The online courses that I have completed are the following:

  • AWS Certified Solutions Architect - Associate by Linux Academy
  • Machine Learning Engineer Udacity Nanogree by Udacity
  • Machine Learning DevOps Engineer by Udacity (in progress)

I will provide a summary and evaluation and outline key learnings from these courses taking a Data Scientist lense.

AWS Certified Solutions Architect - Associate by Linux Academy

When I completed the course, the course was hosted on Linux Academy. Since Linux Academy has been acquired by A Cloud Guru, the course instructor Adrian Cantrill has hosted the course on his personal website.

Summary & Evaluation

Overall, the course was great. The course went into more detail than required for the exam but offered an excellent prepration for the AWS certification exam and provided an in-depth understand of AWS services. On a downside, it took me ~3-4 months to complete the course.

Key Takeaways

This course in combination with the AWS certification exam was the most useful course that I have taken in my Data Science career. Understanding the AWS services on such a low level provided great benefits and made me stand out as a Data Scientist.

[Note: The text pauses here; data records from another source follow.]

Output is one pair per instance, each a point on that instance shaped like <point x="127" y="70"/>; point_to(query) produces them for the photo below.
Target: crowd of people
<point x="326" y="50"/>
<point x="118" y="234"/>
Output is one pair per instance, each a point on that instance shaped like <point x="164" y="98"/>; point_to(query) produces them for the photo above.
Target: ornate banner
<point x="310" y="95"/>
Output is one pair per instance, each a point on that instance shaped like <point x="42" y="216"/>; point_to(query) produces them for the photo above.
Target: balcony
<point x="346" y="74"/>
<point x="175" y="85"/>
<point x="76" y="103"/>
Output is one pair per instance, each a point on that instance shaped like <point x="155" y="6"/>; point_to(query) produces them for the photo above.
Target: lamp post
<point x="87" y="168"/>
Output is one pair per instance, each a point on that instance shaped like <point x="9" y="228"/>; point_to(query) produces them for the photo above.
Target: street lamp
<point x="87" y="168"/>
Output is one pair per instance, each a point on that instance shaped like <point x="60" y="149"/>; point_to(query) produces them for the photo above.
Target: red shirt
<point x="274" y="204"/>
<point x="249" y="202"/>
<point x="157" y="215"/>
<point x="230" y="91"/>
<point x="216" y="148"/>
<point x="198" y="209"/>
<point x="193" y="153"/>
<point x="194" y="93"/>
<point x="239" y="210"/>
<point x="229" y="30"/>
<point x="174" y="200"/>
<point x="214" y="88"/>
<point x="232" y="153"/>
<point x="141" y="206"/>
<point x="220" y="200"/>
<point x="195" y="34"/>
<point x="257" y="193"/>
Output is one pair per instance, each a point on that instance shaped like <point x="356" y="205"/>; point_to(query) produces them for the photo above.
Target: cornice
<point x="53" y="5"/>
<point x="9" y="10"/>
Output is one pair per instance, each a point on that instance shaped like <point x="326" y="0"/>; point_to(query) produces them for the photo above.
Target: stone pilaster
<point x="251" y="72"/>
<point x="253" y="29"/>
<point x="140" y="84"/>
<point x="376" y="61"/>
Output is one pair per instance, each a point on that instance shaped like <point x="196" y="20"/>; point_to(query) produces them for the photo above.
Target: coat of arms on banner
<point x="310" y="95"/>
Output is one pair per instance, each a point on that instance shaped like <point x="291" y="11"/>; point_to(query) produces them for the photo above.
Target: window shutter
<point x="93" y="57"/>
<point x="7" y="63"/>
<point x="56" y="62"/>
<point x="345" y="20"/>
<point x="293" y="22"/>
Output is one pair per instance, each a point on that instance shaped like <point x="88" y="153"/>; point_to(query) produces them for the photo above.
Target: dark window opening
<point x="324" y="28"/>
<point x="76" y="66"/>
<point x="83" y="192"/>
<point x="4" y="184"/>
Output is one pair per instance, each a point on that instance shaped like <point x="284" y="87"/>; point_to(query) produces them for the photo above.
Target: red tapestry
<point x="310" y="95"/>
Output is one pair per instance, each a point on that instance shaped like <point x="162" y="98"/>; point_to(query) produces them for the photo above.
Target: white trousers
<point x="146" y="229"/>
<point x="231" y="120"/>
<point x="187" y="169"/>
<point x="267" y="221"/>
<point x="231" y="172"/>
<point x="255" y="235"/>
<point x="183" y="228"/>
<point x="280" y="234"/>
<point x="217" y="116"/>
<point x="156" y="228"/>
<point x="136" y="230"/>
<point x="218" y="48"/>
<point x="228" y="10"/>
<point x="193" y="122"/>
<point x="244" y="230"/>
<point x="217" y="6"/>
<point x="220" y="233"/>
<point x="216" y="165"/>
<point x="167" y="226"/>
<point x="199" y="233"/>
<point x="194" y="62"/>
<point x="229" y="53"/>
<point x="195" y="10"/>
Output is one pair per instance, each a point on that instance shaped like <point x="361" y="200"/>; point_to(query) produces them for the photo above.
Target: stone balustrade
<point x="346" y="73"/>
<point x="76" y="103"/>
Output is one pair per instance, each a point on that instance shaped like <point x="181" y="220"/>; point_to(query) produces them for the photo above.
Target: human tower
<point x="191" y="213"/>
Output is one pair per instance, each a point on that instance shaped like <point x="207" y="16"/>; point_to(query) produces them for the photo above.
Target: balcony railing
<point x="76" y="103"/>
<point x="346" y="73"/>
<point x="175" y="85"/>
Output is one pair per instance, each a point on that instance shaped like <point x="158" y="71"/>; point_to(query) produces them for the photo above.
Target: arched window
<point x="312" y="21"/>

The course covered all of the most important AWS concepts:

  • Identity and Access Management (IAM)
  • Simple Storage Service (S3)
  • Elastic Compute Cloud (EC2)
  • Virtual Private Cloud (VPC)
  • Autoscaling and Launch Templates
  • Database Solutions including DynamoDB, RDS and Aurora
  • Application Services (SNS, SQS, Kinesis, IOT, SES, Step Functions)
  • Serverless Architecture (Lambda & API Gateway)
  • Monitoring, Deployment and Security

Machine Learning Engineer Udacity Nanogree by Udacity

The course has been renamed to AWS Machine Learning Engineer to reflect that SageMaker is used throughout the whole course. Already when I completed it, SageMaker was used as the tool. The new course can be found here.

Summary & Evaluation

Udacity stands out by offering assignments that students need to complete within SageMaker to successfully complete the course. This was why I decided to try my first Udacity course and I have not been disappointed. The quality was very good and the videos were very helpful. What made this course so useful was to get my hands dirty within SageMaker and complete four assignments in SageMaker.

Key Takeaways

The key takeaway for me where to understand how to fully productionise a model from data cleaning, feature engineering to model training and model deployment using API endpoints. Additionally, I learned how to call these end points and build a dashboard out of them.

In detail, the course covered:

  • Software Engineering Practices
    • Write clean, model and efficient code and good documentation
    • Test code and log outputs
    • Object oriented programming
    • Creating my own PiPy package
  • Model Deployment
    • Building and deploying a model within SageMaker using the SageMaker API
    • Hyperparameter tune the model using the SageMaker API
    • Deploying the model as an API endpoint
  • ML use cases
    • Productionise various models ranging from unsupervised models (PCA & k-means) to supervised models (simple linear regression, deep learning models in Pytorch)
  • My own student project
    • My project was around predicting based on several features whether an error in a tennis match was a forced or an unforced error

Machine Learning DevOps Engineer by Udacity

I was very excited to see that there is a Machine Learning DevOps course when it was launched in July 2021. I have not fully completed the course yet so I will update this page when I have. You can find the course here.

Summary & Evaluation

The course is all about putting Machine Learning models into production. The evaluation will be filled after I have taken the course.

Key Takeaways

The curriculum of the course is as follows:

  • Apply best coding principles
  • Building a Reproducable Model Workflow
  • Deploying a Scalable ML Pipeline in Production
  • ML Model Scoring and Monitoring

Conclusion

I can’t emphasize enough how useful I think these online courses are. We live in a century in which knowledge is freely available. The number of resources available online in the Software Engineering and Data Science field is exploding. This makes it difficult sometimes and makes it even more important to lay a solid foundation through a well-structured online course.